"Pauline Viardot" Nicole Barry
Il y a quelques semaines, sur Arte, Cecilia Bartoli rendait hommage à la Malibran, par son répertoire et ses souvenirs dispersés entre Paris, Londres ou Naples.
Ce magnifique voyage musical m' a donné envie de relire l'ouvrage de Nicole Barry sur la soeur de Maria Malibran-Garcia, Pauline Viardot-Garcia.
Maria Garcia est la fille aînée de Manuel Garcia, célèbre ténor espagnol, venu confirmer sa gloire à Paris. Elle a treize ans de plus que Pauline née en 1821.
Garcia est un homme séduisant, chanteur, compositeur et professeur. Mais c'est un tyran qui brutalise son fils et sa fille aînée. La jeune Pauline, destinée au piano, est mieux traitée.
En 1825 il décide de partir en Amérique avec sa famille. Il a signé un contrat avec un théâtre de New York. A leur arrivée ils jouent le "Barbier de Séville", le fils Manuel est Figaro, Maria joue Rosine, Garcia est Almaviva et son épouse Berta. Pauline n'a que quatre ans, mais elle chante déjà et apprend le solfège. Elle veut être sur scène, son père lui crée un petit rôle qu'il ajoute au "Don Juan" de Mozart.
Maria, quant à elle, a un succès foudroyant. Elle nargue son père qui devient de plus en plus sombre. Pour lui échapper elle s'enfuit avec un banquier du nom de Malibran. Le 23 mars 1826 ils sont mariés.
Garcia a perdu sa diva. Le banquier promet de payer un dédit pour le dédommager. Ils le croient riche, il ne voulait que la dot! C'est Maria, de retour à Paris, qui paiera la dette. Le mariage est un échec.
Mais Maria est en train de devenir LA Malibran. Elle est belle, sa technique est éblouissante, elle émeut le public dans ses créations de Rossini. Son succès est immense. Son mariage annulé, elle épouse Charles de Bériot et aura deux enfants. Mais suite à une chute de cheval, elle décède à vingt huit ans.
Pauline Garcia, qui devait être concertiste, prend la relève. A quinze ans, elle a Liszt comme professeur, elle en est amoureuse. L'auteur nous dit qu'elle est aussi laide que sa soeur était belle. Mais toute sa vie elle sera aimée, son génie sublime sa laideur.
Elle va devenir une des plus grandes cantatrices de son temps. Acclamée à Londres, Berlin, Saint Petersbourg, elle aura du mal à s'imposer à Paris pour des raisons politiques. Son mari et elle sont républicains, et Pauline est une grande amie de George Sand qui la protège depuis ses débuts et la fait épouser Louis Viardot. Elle en fait son héroïne dans Consuelo.

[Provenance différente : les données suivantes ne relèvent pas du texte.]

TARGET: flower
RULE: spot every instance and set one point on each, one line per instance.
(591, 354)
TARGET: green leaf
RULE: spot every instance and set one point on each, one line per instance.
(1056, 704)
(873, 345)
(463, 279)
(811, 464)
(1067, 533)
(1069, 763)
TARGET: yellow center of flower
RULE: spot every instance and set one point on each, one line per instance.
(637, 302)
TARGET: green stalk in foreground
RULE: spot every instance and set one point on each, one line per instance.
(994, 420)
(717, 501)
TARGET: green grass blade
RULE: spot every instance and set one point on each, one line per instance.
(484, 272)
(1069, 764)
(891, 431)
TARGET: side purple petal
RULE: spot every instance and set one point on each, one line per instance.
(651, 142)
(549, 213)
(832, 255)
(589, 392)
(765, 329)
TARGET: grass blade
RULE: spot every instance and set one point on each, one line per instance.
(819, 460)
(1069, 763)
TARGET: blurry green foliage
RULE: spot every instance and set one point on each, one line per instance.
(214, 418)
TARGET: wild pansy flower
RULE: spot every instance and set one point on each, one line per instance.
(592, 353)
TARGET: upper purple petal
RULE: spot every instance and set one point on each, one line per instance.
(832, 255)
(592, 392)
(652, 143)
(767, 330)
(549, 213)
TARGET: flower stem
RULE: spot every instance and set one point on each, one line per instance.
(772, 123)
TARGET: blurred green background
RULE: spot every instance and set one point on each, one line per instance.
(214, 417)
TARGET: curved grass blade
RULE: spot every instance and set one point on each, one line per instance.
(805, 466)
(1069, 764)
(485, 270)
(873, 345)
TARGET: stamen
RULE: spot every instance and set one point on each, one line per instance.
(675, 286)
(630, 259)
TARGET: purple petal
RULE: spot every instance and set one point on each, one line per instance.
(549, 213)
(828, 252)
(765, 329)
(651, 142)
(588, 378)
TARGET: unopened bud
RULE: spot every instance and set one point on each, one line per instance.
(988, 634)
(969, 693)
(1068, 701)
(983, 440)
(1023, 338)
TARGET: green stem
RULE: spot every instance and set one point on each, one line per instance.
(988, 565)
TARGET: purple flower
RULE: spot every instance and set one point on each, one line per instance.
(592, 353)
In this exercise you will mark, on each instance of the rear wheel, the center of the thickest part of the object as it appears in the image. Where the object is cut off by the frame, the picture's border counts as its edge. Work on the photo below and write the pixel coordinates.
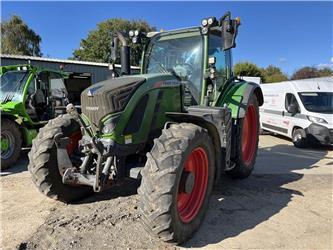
(176, 182)
(11, 143)
(43, 164)
(299, 138)
(247, 141)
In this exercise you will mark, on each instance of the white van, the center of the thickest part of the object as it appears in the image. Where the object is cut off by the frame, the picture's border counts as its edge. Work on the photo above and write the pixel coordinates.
(301, 110)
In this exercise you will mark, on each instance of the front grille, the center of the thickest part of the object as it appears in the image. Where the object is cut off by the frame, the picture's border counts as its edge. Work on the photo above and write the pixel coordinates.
(108, 97)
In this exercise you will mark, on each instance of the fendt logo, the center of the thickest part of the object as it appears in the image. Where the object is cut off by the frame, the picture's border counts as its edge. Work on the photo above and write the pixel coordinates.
(92, 108)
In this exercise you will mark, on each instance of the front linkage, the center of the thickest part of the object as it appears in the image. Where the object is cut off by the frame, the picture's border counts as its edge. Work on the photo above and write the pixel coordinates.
(90, 145)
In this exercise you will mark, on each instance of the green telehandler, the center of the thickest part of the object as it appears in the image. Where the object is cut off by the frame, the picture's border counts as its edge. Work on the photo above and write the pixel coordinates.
(177, 126)
(30, 96)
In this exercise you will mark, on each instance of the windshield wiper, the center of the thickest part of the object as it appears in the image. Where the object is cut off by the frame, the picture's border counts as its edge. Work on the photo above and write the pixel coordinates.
(11, 95)
(164, 70)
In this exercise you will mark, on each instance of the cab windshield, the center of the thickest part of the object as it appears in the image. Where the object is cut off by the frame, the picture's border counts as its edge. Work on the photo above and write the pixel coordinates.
(182, 56)
(319, 102)
(12, 85)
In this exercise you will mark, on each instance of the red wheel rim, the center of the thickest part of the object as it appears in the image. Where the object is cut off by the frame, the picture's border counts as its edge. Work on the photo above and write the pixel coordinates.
(193, 185)
(249, 135)
(73, 142)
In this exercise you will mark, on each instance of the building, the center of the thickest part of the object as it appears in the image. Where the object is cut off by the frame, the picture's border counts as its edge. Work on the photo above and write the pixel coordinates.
(81, 74)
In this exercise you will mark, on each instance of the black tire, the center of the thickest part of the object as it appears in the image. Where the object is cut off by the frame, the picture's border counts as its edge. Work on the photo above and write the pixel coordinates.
(161, 179)
(10, 131)
(299, 138)
(43, 164)
(243, 168)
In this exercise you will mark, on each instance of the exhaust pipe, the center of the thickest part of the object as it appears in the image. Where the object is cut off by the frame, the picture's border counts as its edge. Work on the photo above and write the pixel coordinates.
(124, 55)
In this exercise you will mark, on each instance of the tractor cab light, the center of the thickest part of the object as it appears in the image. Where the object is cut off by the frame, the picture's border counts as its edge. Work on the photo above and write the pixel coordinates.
(204, 22)
(212, 21)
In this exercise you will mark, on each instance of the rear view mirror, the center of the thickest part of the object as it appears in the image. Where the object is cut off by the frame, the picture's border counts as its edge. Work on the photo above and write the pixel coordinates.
(293, 109)
(229, 31)
(114, 45)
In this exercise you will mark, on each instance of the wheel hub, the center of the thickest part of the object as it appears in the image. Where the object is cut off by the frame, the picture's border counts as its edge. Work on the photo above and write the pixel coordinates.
(193, 184)
(7, 144)
(189, 183)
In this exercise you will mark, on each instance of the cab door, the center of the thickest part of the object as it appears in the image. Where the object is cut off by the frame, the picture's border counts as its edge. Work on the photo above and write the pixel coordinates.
(57, 95)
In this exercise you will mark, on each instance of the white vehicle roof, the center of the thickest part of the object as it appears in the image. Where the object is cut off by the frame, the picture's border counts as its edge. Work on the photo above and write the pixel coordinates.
(321, 84)
(251, 79)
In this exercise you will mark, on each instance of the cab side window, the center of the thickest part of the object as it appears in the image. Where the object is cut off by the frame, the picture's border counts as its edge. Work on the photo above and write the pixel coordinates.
(291, 101)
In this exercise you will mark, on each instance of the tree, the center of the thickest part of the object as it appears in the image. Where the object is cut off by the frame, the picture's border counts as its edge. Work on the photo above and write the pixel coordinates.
(273, 74)
(18, 39)
(96, 47)
(247, 69)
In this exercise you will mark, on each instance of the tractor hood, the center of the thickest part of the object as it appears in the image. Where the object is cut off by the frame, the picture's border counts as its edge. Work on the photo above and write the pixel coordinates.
(109, 96)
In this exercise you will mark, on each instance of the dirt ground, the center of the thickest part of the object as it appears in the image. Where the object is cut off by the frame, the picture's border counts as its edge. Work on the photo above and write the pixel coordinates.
(286, 203)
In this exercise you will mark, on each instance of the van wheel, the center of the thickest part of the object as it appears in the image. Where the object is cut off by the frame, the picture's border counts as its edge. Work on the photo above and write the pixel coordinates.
(299, 138)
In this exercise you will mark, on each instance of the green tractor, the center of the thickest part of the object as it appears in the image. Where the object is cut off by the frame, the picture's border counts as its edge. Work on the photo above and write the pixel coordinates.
(29, 96)
(177, 126)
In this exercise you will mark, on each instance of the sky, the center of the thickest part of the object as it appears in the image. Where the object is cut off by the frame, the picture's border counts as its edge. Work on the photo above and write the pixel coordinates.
(286, 34)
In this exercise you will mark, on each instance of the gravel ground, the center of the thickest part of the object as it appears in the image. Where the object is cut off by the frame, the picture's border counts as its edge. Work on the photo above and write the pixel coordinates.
(285, 203)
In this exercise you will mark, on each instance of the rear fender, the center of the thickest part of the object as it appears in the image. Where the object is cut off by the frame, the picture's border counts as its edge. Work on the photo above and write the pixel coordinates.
(27, 134)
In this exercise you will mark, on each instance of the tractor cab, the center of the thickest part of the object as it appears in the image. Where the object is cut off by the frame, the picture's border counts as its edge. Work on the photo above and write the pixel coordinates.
(36, 95)
(197, 59)
(29, 97)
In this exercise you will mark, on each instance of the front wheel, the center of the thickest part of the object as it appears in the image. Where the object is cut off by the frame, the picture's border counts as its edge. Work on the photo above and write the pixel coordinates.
(246, 141)
(11, 142)
(176, 182)
(43, 165)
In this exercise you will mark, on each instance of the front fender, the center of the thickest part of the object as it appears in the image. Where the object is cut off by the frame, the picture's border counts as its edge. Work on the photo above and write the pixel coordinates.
(212, 131)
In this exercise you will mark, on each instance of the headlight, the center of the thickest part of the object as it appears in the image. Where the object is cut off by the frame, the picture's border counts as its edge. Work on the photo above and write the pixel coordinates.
(316, 119)
(109, 125)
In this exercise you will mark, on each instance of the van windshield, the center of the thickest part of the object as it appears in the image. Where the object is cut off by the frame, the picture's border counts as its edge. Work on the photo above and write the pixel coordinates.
(319, 102)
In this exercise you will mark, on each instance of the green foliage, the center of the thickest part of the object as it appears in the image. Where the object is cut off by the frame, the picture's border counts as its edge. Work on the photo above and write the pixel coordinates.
(247, 69)
(96, 47)
(18, 39)
(273, 74)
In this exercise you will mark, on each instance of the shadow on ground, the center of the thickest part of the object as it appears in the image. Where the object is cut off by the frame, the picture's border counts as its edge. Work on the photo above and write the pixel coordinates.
(240, 205)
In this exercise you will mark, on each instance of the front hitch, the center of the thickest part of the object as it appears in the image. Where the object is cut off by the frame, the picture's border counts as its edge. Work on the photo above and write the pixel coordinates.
(73, 176)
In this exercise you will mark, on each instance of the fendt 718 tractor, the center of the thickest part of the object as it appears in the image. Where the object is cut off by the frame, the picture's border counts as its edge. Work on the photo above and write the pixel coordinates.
(177, 126)
(29, 96)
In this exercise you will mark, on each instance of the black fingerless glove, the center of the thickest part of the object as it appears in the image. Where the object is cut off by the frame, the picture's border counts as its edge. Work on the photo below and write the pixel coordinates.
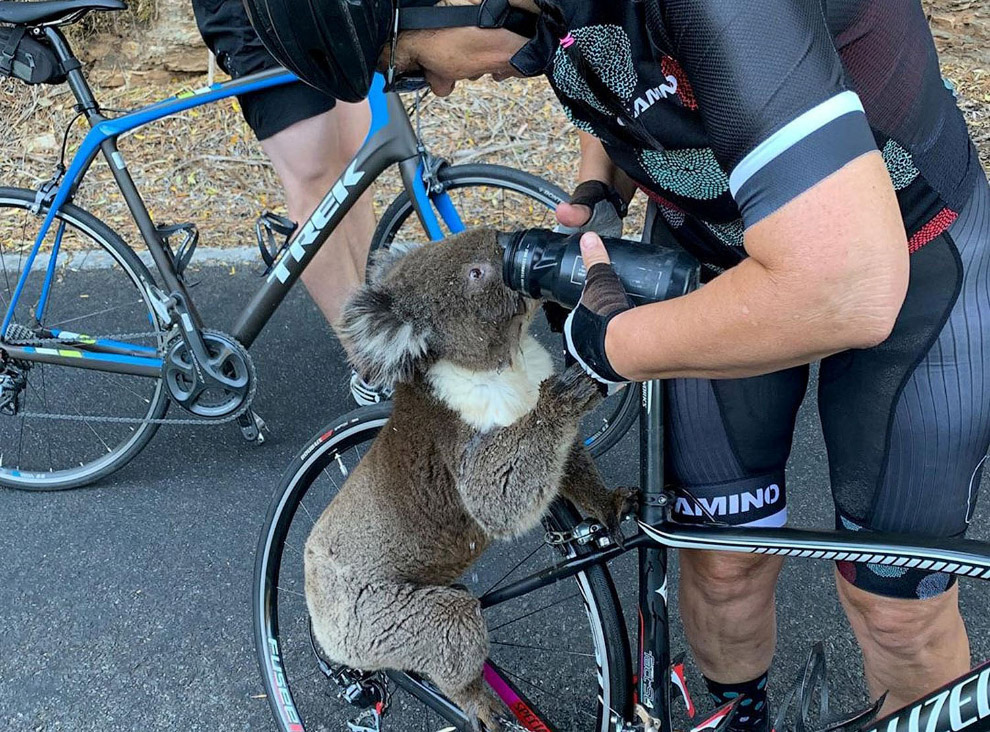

Très cultivée, parlant plusieurs langues, elle s'intéresse aux chants populaires en particulier espagnols, c'est elle qui sauve "A la claire fontaine" de l'oubli.
En 1843 lors de sa première tournée à Saint Petersbourg, elle rencontre Tourgueniev. L'écrivain sera amoureux d'elle durant quarante ans, fera de nombreux séjours dans sa propriété et quittera définitivement la Russie pour finir ses jours à Bougival. Elle abandonne la scène dans les années 60, s'installe avec sa famille à Bade, où elle donne des concerts et des leçons. Elle devient vite la "reine" de la station, au grand dépit de Clara Schumann qui y demeure aussi, car Pauline est une très bonne pianiste. Tourgueniev les rejoint. La guerre de 70 mettra fin à ces beaux jours.
Après un court exil en Angleterre, ils rentrent à Paris où la république vient d'être proclamée. Pauline Viardot connait une seconde période de gloire, elle redonne des concerts et impose Massenet. Elle devient pour un temps professeur au Conservatoire. Tourgueniev achète une propriété à Bougival, la maison principale est occupée par la famille Viardot, un chalet nouvellement construit la demeure de l'écrivain. Il deviendra le musée Tourgueniev.
Pauline Viardot décède en 1910.
Maria Malibran et Pauline Viardot furent deux artistes exceptionnelles. La première est morte trop jeune. La seconde a traversé le XIX ème siècle en compagnie de Sand, Musset, Tourgueniev, Rossini, Gounod, Berlioz et autres grands. Mais Nicole Barry finit son livre par cette phrase: [à sa mort] "Sur l'une des plus grandes dames du XIX è siècle, vient de tomber la longue nuit de l'oubli."